Two men got out of the car, as if they were going to drive away, but suddenly “rushed towards me,” Matt said. One of them arrived outside his driver’s side door, hovering over Matt’s left shoulder. The other was in the front passenger window. What Matt saw most clearly, he said, was the silver — the reflection of the metal on part of the handguns each man carried.

A man grabbed the doorknob. Matt had kept his vehicle running with its doors locked.

They yelled at him, swearing to get out, but Matt didn’t leave. He lowered the passenger-side window slightly. He was buying time.

“I was trying to slow down the process,” Matt said in an interview on Friday. “Try to keep them calm.”

To himself, he thinks, Go police. Come to this corner.

To the gunmen, however, Matt says something else: “Hey, I gotta take my hat off. I can’t hear you.”

A man cursed Matt out again.

Matt’s mind was racing. That’s when he lied about the police following him – the distraction that gave Matt time to escape. He drove around the suspects’ car, through a gap to its right, scraped his tires against the curb and drove off.

The gunmen fired at Matt’s leaking SUV. Matt lowered his head.

“I went up to 105” miles per hour, Matt recalled, as he raced the roads he knew so well. He hoped that a police car would stop him and come to his aid, but that did not happen. He drove to The Gatesworth, a senior center on his route. He knew there was an outpost for the University City police there. It was about three miles from where he had been shot.

When he arrived at The Gatesworth he told an officer what had happened and then an ambulance arrived.

“It was a great feeling that I got there,” he said. “It was my sanctuary.”

The police generally tell victims of crime never to resist a robbery. A few friends have since asked Matt why he didn’t ditch the car.
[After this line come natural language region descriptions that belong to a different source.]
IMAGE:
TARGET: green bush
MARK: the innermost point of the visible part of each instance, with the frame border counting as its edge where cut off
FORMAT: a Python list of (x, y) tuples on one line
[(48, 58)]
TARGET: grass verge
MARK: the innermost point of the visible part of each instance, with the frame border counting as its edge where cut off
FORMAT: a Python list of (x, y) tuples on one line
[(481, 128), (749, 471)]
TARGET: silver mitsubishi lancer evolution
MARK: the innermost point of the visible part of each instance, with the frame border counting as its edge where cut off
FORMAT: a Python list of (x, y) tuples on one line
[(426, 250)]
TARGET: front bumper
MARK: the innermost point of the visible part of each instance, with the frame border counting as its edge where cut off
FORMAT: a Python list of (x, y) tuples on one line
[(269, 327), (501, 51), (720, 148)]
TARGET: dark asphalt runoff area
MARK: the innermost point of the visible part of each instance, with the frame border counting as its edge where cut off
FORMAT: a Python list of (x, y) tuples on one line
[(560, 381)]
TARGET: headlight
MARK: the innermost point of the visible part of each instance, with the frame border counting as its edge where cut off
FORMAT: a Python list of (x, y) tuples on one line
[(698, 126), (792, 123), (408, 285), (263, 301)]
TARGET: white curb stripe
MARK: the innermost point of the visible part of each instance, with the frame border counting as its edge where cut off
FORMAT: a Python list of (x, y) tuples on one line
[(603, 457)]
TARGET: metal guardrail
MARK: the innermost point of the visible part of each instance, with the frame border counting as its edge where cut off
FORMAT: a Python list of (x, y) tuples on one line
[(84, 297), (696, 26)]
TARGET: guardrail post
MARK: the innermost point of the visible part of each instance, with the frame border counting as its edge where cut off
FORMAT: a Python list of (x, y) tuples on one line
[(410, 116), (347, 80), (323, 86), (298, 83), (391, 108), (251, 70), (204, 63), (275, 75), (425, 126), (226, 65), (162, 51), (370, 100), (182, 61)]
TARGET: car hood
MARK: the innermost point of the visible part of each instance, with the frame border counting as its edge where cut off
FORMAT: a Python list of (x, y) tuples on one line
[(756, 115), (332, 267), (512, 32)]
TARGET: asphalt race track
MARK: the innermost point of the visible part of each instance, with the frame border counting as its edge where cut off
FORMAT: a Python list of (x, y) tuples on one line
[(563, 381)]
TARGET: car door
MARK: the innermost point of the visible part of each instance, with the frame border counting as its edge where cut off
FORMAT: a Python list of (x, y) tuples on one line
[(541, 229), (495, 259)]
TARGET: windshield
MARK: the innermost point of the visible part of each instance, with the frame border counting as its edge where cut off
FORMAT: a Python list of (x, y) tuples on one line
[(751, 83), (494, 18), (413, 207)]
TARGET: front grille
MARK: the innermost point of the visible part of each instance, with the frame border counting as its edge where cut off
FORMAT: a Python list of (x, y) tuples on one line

“Because I’ve heard stories that when you get out of the car they’ll shoot you in the legs so you can’t run for help,” Matt said. “Inside a car, I had at least metal and a window and I used them” as a cover.

After the shooting early Tuesday, Matt was assessed at a hospital and sent home. His boss told him to take some time off, but Matt opted to return to work for his route later that night. He said he knew he would replay the experience in his head if left in a quiet home.

So he chose to work to occupy himself.